First, start with the
ingredients. Rather than saying, "I feel
like lasagna tonight," take a look in the garden and see what's
ripe. Our recipes at the moment revolve around snow and sugar
snap peas, new potatoes, eggs, broccoli, greens, basil, and parsley,
which is why we've been making meals like pesto pasta with balsamic
vinegared greens and a fried egg on the side.
Once
you know what you're cooking with, head to one of the recipe
websites like epicurious and type your
ingredients into the search
box. The website will spit out a whole string of recipes for you
to choose between.
Chances are, you still
won't have all of the ingredients required by a
recipe, so you should be willing to substitute for a more appropriate,
in-season vegetable or herb. Some of my favorite replacement
plants are Egyptian onions for leeks and parsley for celery since I can
harvest Egyptian onions and parsley for at least 11 months out of the
year.
Finally, some vegetables
are such good keepers that they can be
considered to almost always be in season. Bulb onions, potatoes,
garlic, and carrots are a few examples. You can add them to your
recipes with impunity.
This post is part of our Beginner's Guide to Gardening and Eating in
Season lunchtime series.
Read all of the entries: |
What do you do for storage? What do you leave in the ground till you eat it?
I've seen potatoes stored in saw dust or in lime powder (no rodents or other critters) and I've seen onions stored in dark closets.
When I was a kid 100 lbs. of potatoes didn't last long with a family of nine counts and no accounts, but big eaters, and when growing my two kids we didn't worry about storage, but just getting it to the table.
Soooooo...whats your take on storage, or grow less so you don't worry about it--LOL.
I understand canning (ummm JAM!) but storage is a bit bewildering to me.
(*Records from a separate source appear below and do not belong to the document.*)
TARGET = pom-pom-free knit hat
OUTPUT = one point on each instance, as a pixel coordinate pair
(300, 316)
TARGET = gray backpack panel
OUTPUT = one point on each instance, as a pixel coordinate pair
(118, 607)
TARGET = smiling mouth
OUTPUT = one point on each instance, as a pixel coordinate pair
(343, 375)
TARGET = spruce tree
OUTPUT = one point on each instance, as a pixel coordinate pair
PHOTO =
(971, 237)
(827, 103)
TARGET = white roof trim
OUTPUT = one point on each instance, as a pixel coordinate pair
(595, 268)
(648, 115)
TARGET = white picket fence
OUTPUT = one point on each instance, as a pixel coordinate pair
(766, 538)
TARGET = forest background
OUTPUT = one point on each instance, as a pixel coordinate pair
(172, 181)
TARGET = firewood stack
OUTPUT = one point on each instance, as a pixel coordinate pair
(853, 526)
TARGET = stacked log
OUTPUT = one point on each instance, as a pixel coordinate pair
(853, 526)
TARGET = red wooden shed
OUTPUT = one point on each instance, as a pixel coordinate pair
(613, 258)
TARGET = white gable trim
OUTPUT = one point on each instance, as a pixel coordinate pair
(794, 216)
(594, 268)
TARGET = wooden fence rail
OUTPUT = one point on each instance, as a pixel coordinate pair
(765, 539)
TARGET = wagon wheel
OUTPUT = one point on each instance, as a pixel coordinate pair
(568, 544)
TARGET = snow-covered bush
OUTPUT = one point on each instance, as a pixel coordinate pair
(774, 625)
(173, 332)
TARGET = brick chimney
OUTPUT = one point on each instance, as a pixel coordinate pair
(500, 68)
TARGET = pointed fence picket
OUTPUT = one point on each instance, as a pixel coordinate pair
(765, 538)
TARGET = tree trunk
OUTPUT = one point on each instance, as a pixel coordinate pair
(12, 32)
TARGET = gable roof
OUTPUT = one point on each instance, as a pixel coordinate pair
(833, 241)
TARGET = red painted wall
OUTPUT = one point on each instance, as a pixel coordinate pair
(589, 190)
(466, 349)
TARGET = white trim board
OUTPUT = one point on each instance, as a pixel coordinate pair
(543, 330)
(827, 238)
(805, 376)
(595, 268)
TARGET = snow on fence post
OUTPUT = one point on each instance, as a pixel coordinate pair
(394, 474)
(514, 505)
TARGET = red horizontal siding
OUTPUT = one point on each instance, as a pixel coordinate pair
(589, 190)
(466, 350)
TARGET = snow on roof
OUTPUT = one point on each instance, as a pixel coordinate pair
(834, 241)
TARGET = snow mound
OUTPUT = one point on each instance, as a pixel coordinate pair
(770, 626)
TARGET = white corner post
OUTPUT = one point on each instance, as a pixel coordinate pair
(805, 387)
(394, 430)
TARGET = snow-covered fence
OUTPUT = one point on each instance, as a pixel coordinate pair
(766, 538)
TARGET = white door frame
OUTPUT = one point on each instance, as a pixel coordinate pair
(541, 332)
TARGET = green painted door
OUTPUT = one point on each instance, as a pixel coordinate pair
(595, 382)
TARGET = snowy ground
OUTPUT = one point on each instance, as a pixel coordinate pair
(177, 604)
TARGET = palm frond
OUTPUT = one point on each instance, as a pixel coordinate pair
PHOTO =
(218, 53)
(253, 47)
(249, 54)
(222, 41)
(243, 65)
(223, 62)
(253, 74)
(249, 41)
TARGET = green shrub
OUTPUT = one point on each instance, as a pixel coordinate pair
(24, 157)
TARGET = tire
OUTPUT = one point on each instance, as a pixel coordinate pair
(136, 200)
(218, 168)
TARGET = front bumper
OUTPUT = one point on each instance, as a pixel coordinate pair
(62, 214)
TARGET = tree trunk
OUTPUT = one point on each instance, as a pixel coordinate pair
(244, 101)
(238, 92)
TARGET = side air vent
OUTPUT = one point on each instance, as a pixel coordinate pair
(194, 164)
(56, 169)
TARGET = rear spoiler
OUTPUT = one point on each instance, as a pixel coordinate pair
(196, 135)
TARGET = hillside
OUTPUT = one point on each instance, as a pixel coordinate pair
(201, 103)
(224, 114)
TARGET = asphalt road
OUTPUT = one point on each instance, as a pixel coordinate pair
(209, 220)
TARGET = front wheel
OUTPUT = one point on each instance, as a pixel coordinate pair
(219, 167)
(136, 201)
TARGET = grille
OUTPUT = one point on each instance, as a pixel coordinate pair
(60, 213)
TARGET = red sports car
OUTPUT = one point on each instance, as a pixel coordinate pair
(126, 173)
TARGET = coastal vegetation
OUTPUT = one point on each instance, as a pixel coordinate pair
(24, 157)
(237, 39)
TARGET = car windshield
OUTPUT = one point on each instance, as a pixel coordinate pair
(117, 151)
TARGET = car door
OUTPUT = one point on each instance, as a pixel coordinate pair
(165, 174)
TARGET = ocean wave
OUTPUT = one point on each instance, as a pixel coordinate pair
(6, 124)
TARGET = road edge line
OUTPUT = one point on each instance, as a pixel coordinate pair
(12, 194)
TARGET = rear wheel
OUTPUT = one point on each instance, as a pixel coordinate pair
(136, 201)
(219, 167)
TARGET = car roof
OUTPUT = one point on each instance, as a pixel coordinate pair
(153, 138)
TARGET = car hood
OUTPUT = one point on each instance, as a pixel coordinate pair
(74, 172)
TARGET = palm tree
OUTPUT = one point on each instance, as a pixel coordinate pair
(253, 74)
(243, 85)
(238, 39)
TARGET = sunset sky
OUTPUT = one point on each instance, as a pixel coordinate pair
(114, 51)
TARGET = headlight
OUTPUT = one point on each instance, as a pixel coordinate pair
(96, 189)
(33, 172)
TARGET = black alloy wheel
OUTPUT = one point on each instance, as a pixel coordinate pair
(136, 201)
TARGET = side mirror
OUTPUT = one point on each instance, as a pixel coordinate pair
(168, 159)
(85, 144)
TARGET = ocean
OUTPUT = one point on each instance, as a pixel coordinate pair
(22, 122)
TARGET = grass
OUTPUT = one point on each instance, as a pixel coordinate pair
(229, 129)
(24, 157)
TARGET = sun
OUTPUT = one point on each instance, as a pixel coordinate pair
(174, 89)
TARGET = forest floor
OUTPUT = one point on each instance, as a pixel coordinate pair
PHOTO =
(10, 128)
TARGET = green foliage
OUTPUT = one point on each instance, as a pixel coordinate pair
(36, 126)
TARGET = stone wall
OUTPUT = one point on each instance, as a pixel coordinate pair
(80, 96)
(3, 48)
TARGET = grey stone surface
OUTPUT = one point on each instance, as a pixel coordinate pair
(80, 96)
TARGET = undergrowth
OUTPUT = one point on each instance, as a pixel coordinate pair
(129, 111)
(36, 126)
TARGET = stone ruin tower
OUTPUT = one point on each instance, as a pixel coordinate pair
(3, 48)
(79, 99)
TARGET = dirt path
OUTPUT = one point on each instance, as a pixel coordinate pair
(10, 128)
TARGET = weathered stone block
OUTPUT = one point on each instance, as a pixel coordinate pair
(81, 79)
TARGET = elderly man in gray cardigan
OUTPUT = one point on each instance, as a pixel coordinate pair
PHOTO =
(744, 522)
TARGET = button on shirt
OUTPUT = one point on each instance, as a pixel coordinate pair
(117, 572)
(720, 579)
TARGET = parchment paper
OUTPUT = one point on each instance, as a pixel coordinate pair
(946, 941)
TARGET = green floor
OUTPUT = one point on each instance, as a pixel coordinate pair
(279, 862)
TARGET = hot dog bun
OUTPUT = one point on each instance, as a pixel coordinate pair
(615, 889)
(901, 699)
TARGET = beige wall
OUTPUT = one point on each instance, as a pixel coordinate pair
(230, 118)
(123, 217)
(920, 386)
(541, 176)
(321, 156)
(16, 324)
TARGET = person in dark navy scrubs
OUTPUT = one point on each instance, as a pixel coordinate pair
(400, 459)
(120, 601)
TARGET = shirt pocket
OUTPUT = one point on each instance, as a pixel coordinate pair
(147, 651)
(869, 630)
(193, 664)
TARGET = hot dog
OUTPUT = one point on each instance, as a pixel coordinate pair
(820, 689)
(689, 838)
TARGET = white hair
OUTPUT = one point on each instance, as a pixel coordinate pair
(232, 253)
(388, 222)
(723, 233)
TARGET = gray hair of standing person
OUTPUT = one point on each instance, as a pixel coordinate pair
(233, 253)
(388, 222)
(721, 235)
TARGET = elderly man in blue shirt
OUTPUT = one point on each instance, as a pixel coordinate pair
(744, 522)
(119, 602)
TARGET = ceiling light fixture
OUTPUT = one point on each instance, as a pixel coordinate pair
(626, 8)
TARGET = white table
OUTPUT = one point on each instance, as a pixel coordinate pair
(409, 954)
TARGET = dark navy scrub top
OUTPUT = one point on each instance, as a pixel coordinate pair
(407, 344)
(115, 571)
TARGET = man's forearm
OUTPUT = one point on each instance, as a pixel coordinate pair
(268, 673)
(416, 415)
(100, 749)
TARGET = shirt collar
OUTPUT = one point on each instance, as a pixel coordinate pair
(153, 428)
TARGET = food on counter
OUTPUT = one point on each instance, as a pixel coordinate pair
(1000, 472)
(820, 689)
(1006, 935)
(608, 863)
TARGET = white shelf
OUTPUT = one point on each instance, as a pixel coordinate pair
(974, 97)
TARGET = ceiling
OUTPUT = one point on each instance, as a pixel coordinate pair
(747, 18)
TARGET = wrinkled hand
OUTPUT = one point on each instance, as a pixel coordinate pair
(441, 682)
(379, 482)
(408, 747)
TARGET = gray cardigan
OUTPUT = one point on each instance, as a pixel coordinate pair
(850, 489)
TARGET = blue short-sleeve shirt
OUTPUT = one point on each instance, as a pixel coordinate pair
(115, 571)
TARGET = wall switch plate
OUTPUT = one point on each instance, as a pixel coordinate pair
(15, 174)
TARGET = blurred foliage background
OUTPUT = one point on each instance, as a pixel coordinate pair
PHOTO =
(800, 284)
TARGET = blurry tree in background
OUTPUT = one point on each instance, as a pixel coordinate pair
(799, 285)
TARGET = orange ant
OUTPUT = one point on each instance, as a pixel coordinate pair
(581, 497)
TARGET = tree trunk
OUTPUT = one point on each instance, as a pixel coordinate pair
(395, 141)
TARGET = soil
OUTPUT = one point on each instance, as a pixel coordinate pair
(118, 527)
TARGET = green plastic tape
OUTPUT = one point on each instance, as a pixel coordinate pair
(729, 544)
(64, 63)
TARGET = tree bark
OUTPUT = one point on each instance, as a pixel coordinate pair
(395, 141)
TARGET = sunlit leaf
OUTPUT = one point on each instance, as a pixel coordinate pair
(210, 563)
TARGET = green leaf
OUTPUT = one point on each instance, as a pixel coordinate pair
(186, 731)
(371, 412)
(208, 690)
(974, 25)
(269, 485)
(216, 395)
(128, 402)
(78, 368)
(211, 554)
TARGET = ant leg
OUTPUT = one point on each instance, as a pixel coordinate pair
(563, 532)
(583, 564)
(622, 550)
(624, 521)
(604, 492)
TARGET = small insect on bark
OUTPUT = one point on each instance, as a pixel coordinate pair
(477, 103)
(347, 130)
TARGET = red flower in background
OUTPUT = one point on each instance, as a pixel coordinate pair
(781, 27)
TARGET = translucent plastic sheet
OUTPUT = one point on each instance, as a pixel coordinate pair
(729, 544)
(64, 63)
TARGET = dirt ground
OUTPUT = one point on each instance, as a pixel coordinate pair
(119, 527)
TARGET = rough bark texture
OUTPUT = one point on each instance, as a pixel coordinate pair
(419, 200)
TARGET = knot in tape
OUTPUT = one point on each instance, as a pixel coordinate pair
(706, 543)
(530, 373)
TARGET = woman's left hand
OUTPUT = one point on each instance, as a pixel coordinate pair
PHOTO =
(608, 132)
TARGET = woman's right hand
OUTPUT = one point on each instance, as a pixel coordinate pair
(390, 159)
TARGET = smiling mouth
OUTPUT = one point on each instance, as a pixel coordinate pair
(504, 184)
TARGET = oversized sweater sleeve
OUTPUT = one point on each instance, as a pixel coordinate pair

You might want to check out our storage vegetables lunchtime series. We do a lot of freezing, but last year we also started trying to grow more storage vegetables that can be eaten fresh over the winter. We found that onions, garlic, butternut squash, and sweet potatoes store just fine in a cool kitchen, and the blight wiped out our potatoes so we didn't even try to store them. We put the carrots in the crisper drawer of the fridge since it was empty, covered them with a damp towel (that I kept redampening every week), and they kept until late winter, when we ate the last one.
I have high hopes that this year we will actually get potatoes, and that we will have excavated the refrigerator root cellar to put them in.